Imaginado o real, lo importante es que Consuelo no soportó permanecer en Armenia, destinada a casarse con un tal “don Pantaleón”, el pretendiente que hubiera podido ser “dueño de la mejor tienda y de un buen cafetal”, porque la perinola no iba a detenerse, y viajó a México.   Ya antes había estudiado en California, y se casó brevemente con un mexicano americano de quien se divorció y no volvió a mencionar porque no fue notable.     Consuelo partió en 1920 hacia México, en el barco curiosamente llamado “La Libertad”, con apenas diecinueve años, a proseguir sus estudios, decidida a “comerse el mundo”.

En la Ciudad de los Palacios se presentó ante José Vasconcelos, en la Secretaría de Educación, a pedir empleo, pero él la observó y rechazó porque:  “Usted es bonita; no necesita trabajar”.   Consuelo enmudeció, entendió el destino que se le imponía y lo asumió, vuelta a sus estudios de Leyes en la universidad, donde deambuló agitando amores, y enloqueció entre varios al poeta nicaragüense Salomón de la Selva, alejado por interposición de Vasconcelos ya en decadencia, lo que condujo a que se retaran a duelo, y el escándalo la envió de vuelta a Armenia.  El célebre mexicano escribió el cuento La casa imantada como resultado del intenso episodio.  

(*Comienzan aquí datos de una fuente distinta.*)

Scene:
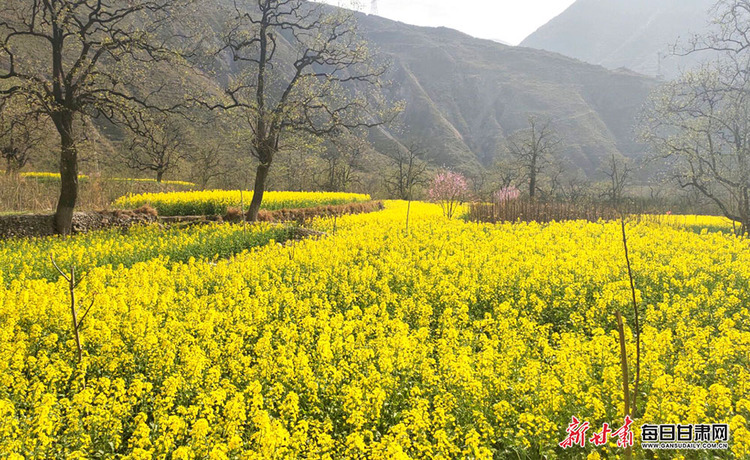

Consuelo fue una de las tres famosas queridas de Vasconcelos, identificada como Charito, a quien así inmortalizó en sus memorias: 

“Era de ojos negros vivos y grandes, pálidas mejillas, labios delgados, cuello fino y cuerpo torneado, largo, movible, tormentoso”, con un genio en la palabra que atrapaba al hombre, porque “no era bailarina, pero sí traía su música”, y continúa describiéndola, era: “atareada, musicalmente ruidosa, despierta, efusiva, de júbilo vital”, que “se encendía platicando”, y tenía “garra de ave de presa”.   

A sus hermanas les contaba que pronto volvería a marcharse, y ellas le admiraban el valor, a lo que ella decía: “Valor el de ustedes: ¡Permanecer en estos pueblos mal alumbrados!”

En 1925 Vasconcelos se instaló en su exilio parisino, y Consuelo le escribió a pedir que le mandara los pasajes, y así llegó en enero de 1926 a París, decidida a cumplir sus 25 años en el centro del mundo, aunque fuera viviendo en promiscuidad, pero dando rienda suelta a su afán de fama y ruido.    Y se convirtió en parisina.

Cuentan que la salvadoreñita acudió a un restaurante de lujo con el eminente Alfonso Reyes, y preguntó: 

“¿Y estas que están por allí, en las mesas, son las más bonitas, las más elegantes de París?”.  

Reyes asintió.   

—Ahh, “pues creo que puedo con ellas”.

Consuelo asistió a los bailes y fiestas en primavera, donde conoció a nuestro Enrique Gómez Carrillo, famoso cronista, pero ya en decadencia, quien la deslumbró con su fama, espada y labia, y ella también lo embriagó, porque eran muy parecidos.   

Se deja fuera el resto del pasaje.